TERNATE — Rapat Koordinasi Daerah (Rakorda) Bidang Pangan di Bela Hotel Ternate, Rabu (5/8/2026), menjadi titik balik kebijakan kelautan nasional. Menko Pangan Zulkifli Hasan, didampingi Gubernur Maluku Utara Sherly Laos dan Wakil Gubernur Sarbin Sehe, menegaskan era swasembada karbohidrat telah usai. Kini, giliran nelayan menjadi prioritas utama pengentasan kemiskinan.
“Tahun lalu kita sudah swasembada pangan karbohidrat. Tahun ini perintah Bapak Presiden fokus mengentaskan kemiskinan, khususnya nelayan,” ujar Zulkifli di hadapan pejabat daerah dan pemangku kepentingan perikanan setempat.
Kesenjangan Kesejahteraan: NTN Nelayan 103, Petani Sudah 127
Data dalam rakorda menunjukkan kesenjangan yang mencolok. Nilai Tukar Petani (NTP) padi telah mencapai 127, sementara NTN nelayan masih tertahan di angka 103. Angka ini menjadi dasar pemerintah menetapkan target ambisius: menaikkan NTN ke level 120 hanya dalam satu tahun.
Kebijakan ini lahir dari arahan langsung Presiden setelah Indonesia dinyatakan berhasil mencapai swasembada pangan karbohidrat. Fokus kini bergeser dari sekadar memenuhi kebutuhan pangan menjadi memastikan produsen pangan, khususnya nelayan di wilayah kepulauan seperti Maluku Utara, menikmati hasil kerja mereka secara layak.
Fasilitas Lengkap di Kampung Nelayan Mandiri: Cold Storage hingga SPBN
Untuk mengejar target tersebut, pemerintah menyiapkan pembangunan 2.000 Kampung Nelayan Mandiri di berbagai daerah.
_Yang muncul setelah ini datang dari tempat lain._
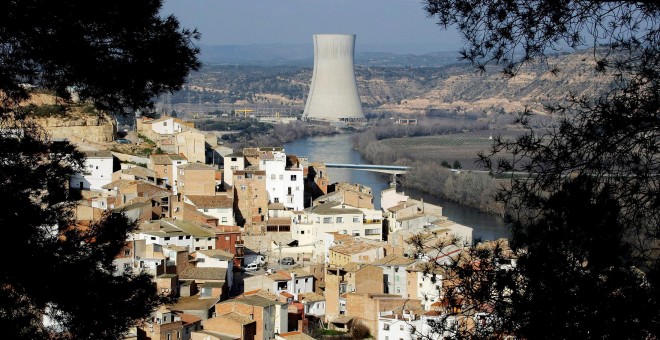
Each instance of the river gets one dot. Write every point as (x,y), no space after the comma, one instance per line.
(339,149)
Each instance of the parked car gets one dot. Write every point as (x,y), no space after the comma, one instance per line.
(251,267)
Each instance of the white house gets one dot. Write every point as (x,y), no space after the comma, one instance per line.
(396,326)
(284,179)
(216,258)
(220,207)
(310,225)
(192,235)
(314,303)
(232,162)
(394,273)
(167,125)
(428,281)
(97,171)
(293,282)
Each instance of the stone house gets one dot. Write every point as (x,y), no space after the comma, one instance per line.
(394,273)
(196,179)
(97,171)
(250,199)
(165,167)
(269,314)
(367,307)
(228,325)
(192,145)
(353,277)
(219,206)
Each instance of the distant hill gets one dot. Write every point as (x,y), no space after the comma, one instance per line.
(396,84)
(303,55)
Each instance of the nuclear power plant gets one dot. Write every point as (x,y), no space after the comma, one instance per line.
(333,94)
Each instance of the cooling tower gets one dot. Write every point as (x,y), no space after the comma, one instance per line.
(333,94)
Setiap kampung akan dilengkapi sarana pendukung yang selama ini menjadi keluhan utama nelayan.
- Cold storage untuk menjaga kualitas hasil tangkapan
- Pabrik es guna memperpanjang masa simpan ikan
- Bengkel perikanan untuk perawatan kapal dan alat tangkap
- Balai lelang ikan sebagai pusat transaksi yang transparan
- Stasiun Pengisian Bahan Bakar Nelayan (SPBN) untuk menjamin pasokan solar
Fasilitas ini diharapkan memutus rantai kerugian nelayan akibat keterbatasan infrastruktur. Ikan yang selama ini terpaksa dijual murah karena tak ada tempat penyimpanan, kini bisa ditahan hingga harga membaik.
Koperasi Nelayan Merah Putih: Jaring Pengaman Saat Harga Ikan Anjlok
Selain membangun infrastruktur fisik, pemerintah memperkuat kelembagaan ekonomi masyarakat pesisir melalui Koperasi Nelayan Merah Putih. Koperasi ini dirancang sebagai offtaker atau penyerap hasil tangkapan ketika harga ikan di pasar sedang terpuruk.
“Pemerintah ingin nelayan tidak lagi kesulitan menjual hasil tangkapannya. Ketika harga turun, koperasi hadir membeli. Ketika harga baik, nelayan bisa menjual langsung ke pasar. Dengan begitu kesejahteraan mereka akan meningkat,” jelas Zulkifli.
Skema ini memiliki efek ganda. Hasil tangkapan yang diserap koperasi akan didistribusikan untuk mendukung program Makan Bergizi Gratis (MBG) melalui Satuan Pelayanan Pemenuhan Gizi (SPPG). Nelayan mendapat kepastian pasar, sementara pasokan bahan baku ikan untuk program gizi nasional ikut terjamin.
Maluku Utara Jadi Prioritas: Ekonomi Pesisir dan Lapangan Kerja Baru
Zulkifli menegaskan bahwa program Kampung Nelayan Mandiri tidak hanya berhenti pada peningkatan pendapatan. Ia berharap inisiatif ini mampu menciptakan lapangan kerja baru dan menggerakkan ekonomi kawasan pesisir secara keseluruhan.
Bagi Maluku Utara yang merupakan provinsi kepulauan, sektor perikanan menjadi penopang utama pertumbuhan ekonomi daerah. Kehadiran program ini dinilai strategis untuk memperkuat ketahanan ekonomi masyarakat pesisir yang selama ini kerap terpinggirkan dari arus pembangunan.
Gubernur Maluku Utara Sherly Laos yang turut hadir dalam rakorda menyambut baik program ini. Ia menyatakan kesiapan pemerintah provinsi untuk mempercepat realisasi pembangunan Kampung Nelayan Mandiri di wilayahnya.